The series wastes the ensemble cast with a large talent in its line up. I bet you’ve read that a lot and it’s so fucking right. Keegan-Michael Key, Cobie Smulders, and Annie Parisse lead in the love triangle from hell. The rest of the friends, Nat Faxon, Fred Savage, and Jae Suh Park are talented, but honestly, fell flat in their performance. The characters that they play very much engulf what they would have done with the roles. Now that I’ve said that, we can talk about the real problem with the series, its characters.
The friends stagger so slowly that little to no character development comes, even at the end. There are no lessons learned. No one gets their comeuppance. Everyone just carries on. There’s no gratification to be had. The show felt just as stuck as the friends were. It didn’t give you a sense of nostalgia for them, but a feeling of not wanting to be friends with ANY of these people. All of these friends were just terrible, and I honestly didn’t want the best for any of them.

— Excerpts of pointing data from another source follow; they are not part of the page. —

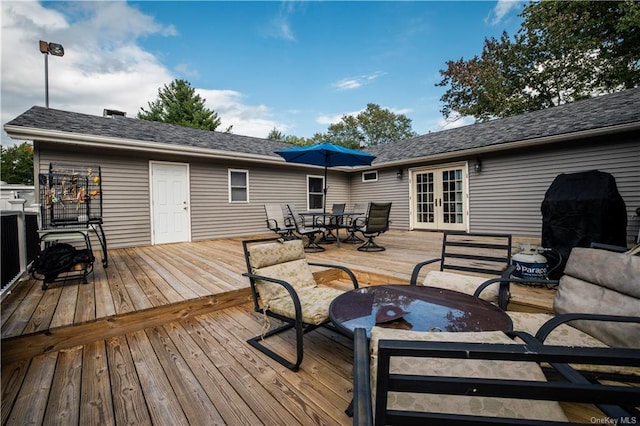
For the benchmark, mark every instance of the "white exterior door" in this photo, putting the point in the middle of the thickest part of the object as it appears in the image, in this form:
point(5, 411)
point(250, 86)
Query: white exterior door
point(170, 202)
point(439, 198)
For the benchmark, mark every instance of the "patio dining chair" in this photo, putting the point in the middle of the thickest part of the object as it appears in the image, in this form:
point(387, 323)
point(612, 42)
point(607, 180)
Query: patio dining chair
point(350, 221)
point(277, 222)
point(311, 232)
point(330, 223)
point(283, 287)
point(467, 262)
point(376, 222)
point(597, 304)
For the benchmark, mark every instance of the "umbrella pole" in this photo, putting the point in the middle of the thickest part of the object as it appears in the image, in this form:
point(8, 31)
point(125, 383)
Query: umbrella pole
point(324, 198)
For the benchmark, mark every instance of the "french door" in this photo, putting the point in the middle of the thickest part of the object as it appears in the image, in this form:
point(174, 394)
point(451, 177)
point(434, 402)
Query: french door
point(439, 198)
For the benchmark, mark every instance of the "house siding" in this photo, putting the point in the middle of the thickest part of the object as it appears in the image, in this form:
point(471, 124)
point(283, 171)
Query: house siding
point(125, 191)
point(388, 188)
point(508, 193)
point(126, 197)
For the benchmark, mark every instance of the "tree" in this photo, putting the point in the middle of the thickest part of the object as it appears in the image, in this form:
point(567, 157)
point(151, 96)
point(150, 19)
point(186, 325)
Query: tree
point(275, 135)
point(17, 164)
point(373, 126)
point(564, 51)
point(179, 104)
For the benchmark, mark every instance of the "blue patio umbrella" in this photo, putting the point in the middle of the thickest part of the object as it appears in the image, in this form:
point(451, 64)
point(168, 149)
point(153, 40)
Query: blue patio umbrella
point(328, 155)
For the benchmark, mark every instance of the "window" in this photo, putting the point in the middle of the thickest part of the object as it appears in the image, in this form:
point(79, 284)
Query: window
point(315, 191)
point(238, 186)
point(371, 176)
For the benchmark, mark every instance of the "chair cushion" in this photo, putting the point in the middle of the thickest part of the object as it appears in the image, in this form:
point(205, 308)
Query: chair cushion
point(274, 253)
point(314, 301)
point(296, 272)
point(454, 404)
point(566, 335)
point(602, 282)
point(462, 283)
point(563, 335)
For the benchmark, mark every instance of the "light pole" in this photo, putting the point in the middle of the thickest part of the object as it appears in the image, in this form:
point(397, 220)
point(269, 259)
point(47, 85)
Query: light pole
point(47, 49)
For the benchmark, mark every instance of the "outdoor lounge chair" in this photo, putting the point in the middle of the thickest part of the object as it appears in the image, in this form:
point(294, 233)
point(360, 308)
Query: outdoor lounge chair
point(404, 377)
point(304, 231)
point(376, 222)
point(331, 223)
point(283, 287)
point(483, 254)
point(350, 222)
point(597, 304)
point(277, 222)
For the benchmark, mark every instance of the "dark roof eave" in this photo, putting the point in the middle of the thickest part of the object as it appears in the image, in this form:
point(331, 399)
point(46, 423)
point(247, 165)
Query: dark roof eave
point(30, 133)
point(545, 140)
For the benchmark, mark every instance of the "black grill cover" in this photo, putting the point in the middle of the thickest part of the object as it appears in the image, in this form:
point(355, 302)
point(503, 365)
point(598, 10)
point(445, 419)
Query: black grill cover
point(578, 209)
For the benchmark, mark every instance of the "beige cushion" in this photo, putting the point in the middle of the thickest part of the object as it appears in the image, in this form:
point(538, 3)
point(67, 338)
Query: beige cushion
point(268, 254)
point(566, 335)
point(286, 261)
point(296, 272)
point(462, 283)
point(602, 282)
point(453, 404)
point(314, 301)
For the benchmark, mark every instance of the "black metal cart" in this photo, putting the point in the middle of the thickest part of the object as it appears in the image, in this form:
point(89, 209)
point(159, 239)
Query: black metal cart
point(71, 209)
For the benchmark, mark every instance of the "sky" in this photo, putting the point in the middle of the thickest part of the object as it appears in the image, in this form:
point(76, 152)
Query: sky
point(296, 66)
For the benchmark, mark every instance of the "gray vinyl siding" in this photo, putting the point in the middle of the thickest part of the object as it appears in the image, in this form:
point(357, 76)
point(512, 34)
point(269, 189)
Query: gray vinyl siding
point(126, 198)
point(125, 191)
point(507, 195)
point(388, 188)
point(214, 217)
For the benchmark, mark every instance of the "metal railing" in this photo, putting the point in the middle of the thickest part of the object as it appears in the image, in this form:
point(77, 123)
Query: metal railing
point(19, 245)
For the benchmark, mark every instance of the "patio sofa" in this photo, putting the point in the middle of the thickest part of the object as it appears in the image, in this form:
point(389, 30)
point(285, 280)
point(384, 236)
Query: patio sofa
point(407, 377)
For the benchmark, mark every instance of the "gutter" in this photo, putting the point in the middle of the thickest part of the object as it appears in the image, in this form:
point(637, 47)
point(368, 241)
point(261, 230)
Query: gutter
point(526, 143)
point(22, 133)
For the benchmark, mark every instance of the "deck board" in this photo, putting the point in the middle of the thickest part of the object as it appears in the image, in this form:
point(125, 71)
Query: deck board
point(159, 337)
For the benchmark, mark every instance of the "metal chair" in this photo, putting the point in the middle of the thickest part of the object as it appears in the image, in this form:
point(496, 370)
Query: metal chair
point(303, 231)
point(468, 260)
point(283, 287)
point(350, 221)
point(376, 222)
point(331, 223)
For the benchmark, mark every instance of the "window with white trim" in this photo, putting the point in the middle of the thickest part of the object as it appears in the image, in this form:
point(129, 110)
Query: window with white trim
point(238, 186)
point(370, 176)
point(315, 192)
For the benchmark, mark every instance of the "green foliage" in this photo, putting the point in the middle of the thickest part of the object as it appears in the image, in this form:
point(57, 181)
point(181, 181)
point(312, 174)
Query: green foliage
point(17, 164)
point(179, 104)
point(373, 126)
point(564, 51)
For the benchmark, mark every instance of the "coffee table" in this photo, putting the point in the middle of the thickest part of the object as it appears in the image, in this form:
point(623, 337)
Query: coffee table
point(416, 308)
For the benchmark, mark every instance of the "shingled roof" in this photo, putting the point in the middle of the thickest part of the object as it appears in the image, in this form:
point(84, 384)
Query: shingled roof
point(142, 130)
point(603, 113)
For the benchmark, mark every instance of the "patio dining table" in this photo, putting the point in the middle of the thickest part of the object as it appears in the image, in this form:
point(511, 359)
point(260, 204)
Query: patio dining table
point(418, 308)
point(330, 215)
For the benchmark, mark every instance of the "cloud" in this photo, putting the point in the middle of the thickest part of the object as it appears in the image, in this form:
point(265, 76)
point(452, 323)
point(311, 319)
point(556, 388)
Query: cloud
point(357, 82)
point(279, 26)
point(502, 9)
point(328, 119)
point(253, 120)
point(103, 66)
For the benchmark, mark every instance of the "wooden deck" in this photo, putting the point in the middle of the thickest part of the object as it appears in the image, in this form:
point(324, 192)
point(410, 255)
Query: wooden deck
point(159, 337)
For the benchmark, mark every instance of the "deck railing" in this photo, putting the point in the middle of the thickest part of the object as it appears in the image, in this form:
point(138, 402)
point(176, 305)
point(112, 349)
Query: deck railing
point(19, 243)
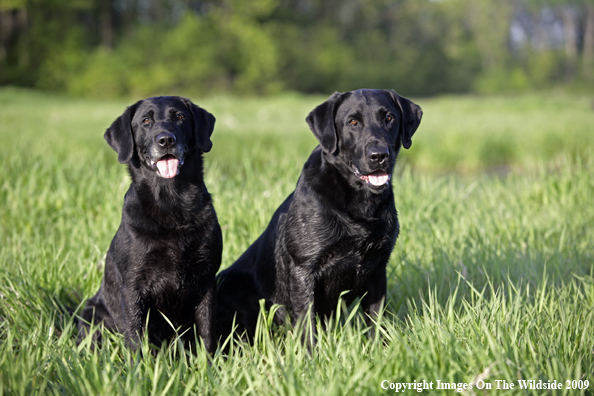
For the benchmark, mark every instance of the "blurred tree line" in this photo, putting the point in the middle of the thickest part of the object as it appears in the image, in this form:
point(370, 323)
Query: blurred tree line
point(421, 47)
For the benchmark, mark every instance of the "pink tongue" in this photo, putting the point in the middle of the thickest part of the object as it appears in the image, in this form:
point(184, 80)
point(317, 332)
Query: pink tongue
point(167, 167)
point(378, 180)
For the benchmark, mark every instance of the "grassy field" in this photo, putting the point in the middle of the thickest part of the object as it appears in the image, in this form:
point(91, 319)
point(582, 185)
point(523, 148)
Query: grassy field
point(491, 280)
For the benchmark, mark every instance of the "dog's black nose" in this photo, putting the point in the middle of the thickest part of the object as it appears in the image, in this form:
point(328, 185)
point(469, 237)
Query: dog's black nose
point(378, 154)
point(166, 139)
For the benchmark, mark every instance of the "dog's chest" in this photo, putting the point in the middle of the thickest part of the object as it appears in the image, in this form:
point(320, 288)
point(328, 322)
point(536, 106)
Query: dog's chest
point(339, 246)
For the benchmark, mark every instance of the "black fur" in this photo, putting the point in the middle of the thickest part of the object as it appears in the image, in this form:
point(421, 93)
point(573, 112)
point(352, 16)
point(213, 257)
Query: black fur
point(336, 231)
point(167, 250)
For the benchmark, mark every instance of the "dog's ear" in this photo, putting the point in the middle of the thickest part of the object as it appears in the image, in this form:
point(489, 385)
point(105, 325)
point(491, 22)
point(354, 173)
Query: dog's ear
point(321, 122)
point(411, 118)
point(203, 125)
point(119, 135)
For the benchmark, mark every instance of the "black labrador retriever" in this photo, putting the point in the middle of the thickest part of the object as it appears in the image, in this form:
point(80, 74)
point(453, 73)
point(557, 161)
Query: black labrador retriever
point(162, 262)
point(336, 231)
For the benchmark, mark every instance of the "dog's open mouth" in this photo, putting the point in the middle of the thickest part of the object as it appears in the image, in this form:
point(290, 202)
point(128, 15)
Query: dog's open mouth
point(376, 179)
point(168, 166)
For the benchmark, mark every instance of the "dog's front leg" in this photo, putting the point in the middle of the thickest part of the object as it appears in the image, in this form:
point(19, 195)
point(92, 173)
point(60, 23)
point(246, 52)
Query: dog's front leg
point(303, 304)
point(205, 317)
point(133, 315)
point(375, 297)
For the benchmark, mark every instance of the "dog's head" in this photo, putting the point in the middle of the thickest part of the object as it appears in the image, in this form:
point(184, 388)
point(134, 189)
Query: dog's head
point(158, 134)
point(362, 131)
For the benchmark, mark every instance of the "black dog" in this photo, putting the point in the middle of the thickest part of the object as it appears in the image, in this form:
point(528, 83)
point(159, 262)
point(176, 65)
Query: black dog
point(167, 250)
point(336, 231)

The selfish attitudes and situations from each one of the characters are hard to deal with. Each one of them has a problem that’s fixable, yet they oppositely deal with them. They end up majorly fucking everything up in the process. The toxic friendship just overflows out of this series, and you start to wonder why they’re even friends in the first place. The amount of backstabbing, disloyalty, and aggravation within this friendship is enough to make you never want friends again. Friends from College doesn’t let you root for any of the characters. Again, I honestly don’t want to see anyone win. It’s a show that takes the phrase “grow up” and lands it front and center for the audience to see.
However, in a soft light of hope. There was a character that single handed saved the day, and I must single him out. Dr. Felix Forzenheim, played by Bill Eichler was the absolute star of this show. He was the partner of Max, putting up with his selfish attitudes and how he turned into a completely different person with his friends around. The only person I felt bad for in the series is Felix. He not only didn’t have a stable relationship with Max, but he had to put up with these assholes. Through his eyes, we see an outsiders perspective of the friends and their actions, and we honestly see how terrible they are.
Verdict: Skip It. There were a couple of things that bothered me about the show that I could go on and on about. The damnation of YA, “bathtub moments,” the lack of intimacy issue with Felix and Max, everything about that love triangle from hell, but I’ll stop there before my ranting comes out. Friends From College isn’t worth your binge and your hard earned lack of sleep.